With a drop in the latest production data relieving some of the recent downward pressure on natural gas prices, futures were trading slightly higher early Tuesday. At 8:30 a.m. ET, the Nymex July contract was trading 0.7 cents higher at $2.410/MMBtu.

Genscape Inc. reported a “massive” 2.3 Bcf/d day/day drop in its latest production estimate early Tuesday, a result of widespread pipeline maintenance.

“Though today’s production estimate is likely to be revised up, the preponderance of maintenance underway indicates a good portion of the drops are actual,” Genscape senior natural gas analyst Rick Margolin said. “We estimate today’s production at 85.49 Bcf/d.

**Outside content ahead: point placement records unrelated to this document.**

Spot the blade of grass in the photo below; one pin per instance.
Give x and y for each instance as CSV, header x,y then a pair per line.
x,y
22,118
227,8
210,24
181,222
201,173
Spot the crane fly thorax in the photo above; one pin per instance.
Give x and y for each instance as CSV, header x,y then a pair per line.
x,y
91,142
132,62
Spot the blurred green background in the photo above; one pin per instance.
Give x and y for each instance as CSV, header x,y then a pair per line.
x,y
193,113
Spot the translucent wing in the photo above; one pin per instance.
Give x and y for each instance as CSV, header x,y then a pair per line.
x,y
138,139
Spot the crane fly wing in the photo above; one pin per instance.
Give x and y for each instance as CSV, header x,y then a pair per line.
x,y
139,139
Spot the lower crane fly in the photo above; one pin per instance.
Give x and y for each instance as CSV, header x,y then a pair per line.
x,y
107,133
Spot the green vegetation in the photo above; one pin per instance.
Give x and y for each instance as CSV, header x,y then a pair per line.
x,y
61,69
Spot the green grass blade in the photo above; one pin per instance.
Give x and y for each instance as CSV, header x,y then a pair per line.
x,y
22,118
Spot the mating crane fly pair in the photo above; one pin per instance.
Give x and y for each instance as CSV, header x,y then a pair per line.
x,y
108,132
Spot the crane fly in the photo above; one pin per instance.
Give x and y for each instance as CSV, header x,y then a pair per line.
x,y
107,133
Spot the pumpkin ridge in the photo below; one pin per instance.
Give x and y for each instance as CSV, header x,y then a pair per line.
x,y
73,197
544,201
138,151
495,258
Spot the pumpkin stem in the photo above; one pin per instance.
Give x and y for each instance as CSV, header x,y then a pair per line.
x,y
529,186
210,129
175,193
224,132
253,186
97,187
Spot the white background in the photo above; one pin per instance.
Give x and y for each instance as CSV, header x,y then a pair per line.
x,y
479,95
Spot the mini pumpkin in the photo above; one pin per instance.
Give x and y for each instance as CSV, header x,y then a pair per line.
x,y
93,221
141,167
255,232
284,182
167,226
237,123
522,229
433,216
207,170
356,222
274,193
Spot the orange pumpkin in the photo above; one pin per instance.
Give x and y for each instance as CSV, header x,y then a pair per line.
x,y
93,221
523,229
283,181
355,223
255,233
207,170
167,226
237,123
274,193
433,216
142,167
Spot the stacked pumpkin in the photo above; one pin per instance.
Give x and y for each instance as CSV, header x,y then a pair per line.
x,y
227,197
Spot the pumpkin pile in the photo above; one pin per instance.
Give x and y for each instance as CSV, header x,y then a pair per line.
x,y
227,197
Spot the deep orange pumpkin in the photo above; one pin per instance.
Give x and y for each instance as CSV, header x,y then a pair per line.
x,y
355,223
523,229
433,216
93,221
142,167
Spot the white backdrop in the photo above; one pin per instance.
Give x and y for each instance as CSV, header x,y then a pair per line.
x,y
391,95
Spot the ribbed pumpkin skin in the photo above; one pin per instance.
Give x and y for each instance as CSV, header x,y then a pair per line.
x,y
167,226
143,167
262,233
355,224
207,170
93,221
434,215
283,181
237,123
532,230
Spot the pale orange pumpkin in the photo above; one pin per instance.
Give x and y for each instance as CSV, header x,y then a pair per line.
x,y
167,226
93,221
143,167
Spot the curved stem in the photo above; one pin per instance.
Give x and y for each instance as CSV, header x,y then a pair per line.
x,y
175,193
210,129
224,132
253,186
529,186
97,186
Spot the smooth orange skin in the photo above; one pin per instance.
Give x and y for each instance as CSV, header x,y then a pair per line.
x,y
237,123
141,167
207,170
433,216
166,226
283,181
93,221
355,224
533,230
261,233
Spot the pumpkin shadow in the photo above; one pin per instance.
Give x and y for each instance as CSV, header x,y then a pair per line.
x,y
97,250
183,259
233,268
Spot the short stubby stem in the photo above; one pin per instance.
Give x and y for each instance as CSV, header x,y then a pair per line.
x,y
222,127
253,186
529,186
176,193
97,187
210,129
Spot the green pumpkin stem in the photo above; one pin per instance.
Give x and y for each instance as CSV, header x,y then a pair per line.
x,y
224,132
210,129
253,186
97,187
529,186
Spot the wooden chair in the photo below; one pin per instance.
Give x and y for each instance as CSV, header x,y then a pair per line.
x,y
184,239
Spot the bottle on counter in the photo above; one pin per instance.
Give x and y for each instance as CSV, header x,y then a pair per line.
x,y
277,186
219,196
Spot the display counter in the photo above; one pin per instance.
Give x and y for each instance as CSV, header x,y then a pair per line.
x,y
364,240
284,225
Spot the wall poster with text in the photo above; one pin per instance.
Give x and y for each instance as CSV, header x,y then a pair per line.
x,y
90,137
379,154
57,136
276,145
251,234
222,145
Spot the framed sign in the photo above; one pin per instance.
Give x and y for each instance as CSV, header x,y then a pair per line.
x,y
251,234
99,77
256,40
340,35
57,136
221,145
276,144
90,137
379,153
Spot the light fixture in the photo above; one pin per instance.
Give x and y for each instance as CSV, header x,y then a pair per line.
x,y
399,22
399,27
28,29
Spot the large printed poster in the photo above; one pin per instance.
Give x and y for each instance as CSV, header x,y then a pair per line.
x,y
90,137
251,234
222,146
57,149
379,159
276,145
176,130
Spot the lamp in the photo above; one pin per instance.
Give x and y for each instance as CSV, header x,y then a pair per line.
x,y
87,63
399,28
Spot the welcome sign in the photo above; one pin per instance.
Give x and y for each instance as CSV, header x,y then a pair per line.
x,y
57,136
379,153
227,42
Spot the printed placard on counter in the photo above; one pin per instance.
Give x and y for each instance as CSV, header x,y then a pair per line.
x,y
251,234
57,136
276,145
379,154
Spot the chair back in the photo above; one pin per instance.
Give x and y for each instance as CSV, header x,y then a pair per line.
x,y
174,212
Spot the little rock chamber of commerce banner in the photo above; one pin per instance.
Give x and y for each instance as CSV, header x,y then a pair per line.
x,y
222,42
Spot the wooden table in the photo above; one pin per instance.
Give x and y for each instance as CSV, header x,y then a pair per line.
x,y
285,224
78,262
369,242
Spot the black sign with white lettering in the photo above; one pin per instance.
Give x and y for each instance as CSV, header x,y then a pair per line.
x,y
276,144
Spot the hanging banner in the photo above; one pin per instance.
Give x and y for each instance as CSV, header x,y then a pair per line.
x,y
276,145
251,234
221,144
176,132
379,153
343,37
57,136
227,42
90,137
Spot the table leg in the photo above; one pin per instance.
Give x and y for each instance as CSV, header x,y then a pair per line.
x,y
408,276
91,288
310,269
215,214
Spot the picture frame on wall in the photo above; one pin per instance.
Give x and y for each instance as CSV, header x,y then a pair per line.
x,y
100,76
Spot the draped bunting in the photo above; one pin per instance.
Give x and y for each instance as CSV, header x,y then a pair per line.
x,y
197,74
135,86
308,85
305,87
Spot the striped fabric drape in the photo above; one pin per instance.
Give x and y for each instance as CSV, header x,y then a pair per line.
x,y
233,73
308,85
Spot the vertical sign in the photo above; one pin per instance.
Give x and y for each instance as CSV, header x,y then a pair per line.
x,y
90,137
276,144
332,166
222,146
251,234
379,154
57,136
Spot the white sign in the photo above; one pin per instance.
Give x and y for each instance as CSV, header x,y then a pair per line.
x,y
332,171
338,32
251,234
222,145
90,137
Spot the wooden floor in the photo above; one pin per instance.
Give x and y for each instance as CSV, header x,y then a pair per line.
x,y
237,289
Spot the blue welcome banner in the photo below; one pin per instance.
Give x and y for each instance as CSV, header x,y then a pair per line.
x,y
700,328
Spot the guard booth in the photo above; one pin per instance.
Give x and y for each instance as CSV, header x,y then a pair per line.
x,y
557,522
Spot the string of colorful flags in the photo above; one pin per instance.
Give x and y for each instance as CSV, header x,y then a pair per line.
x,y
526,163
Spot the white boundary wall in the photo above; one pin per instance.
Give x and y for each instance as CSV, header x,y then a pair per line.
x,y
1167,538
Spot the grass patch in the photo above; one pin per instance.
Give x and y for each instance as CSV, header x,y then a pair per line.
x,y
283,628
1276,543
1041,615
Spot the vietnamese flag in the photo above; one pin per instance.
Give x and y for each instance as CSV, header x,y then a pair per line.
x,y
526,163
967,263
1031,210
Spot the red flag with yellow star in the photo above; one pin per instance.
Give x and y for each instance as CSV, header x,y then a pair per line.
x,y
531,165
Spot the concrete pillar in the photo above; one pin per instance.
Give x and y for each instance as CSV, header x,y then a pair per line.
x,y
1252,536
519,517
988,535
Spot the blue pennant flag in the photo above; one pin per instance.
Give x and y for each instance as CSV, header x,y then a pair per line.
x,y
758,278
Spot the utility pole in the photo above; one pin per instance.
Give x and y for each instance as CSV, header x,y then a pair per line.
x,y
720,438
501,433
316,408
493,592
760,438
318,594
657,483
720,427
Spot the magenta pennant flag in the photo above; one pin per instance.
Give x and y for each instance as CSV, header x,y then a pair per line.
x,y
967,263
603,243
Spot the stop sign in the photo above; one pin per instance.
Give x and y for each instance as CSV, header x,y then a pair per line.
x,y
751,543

Of the 2.3 Bcf/d day/day drop, the East’s declines are the largest at 0.7 Bcf/d, followed by a 0.55 Bcf/d drop in Texas except for the Permian; a 0.35 Bcf/d drop along the Gulf Coast; 0.27 Bcf/d of declines out of the Rockies; and about 0.17 Bcf/d of declines from the Permian and San Juan, respectively.”

Meanwhile, the overnight forecast trends failed to help the bulls make their case, with guidance dropping demand from the outlook for next week through the middle of June, according to NatGasWeather.

“There will continue to be bouts of hot conditions across the southern U.S., although not widespread or sustained enough when considering the northern half of the country looks to be exceptionally comfortable through mid-June,” the forecaster said. “Overall, bearish weather headwinds will persist until more impressive heat builds across the southern and eastern U.S., and we continue to look to after June 17 for the first opportunity.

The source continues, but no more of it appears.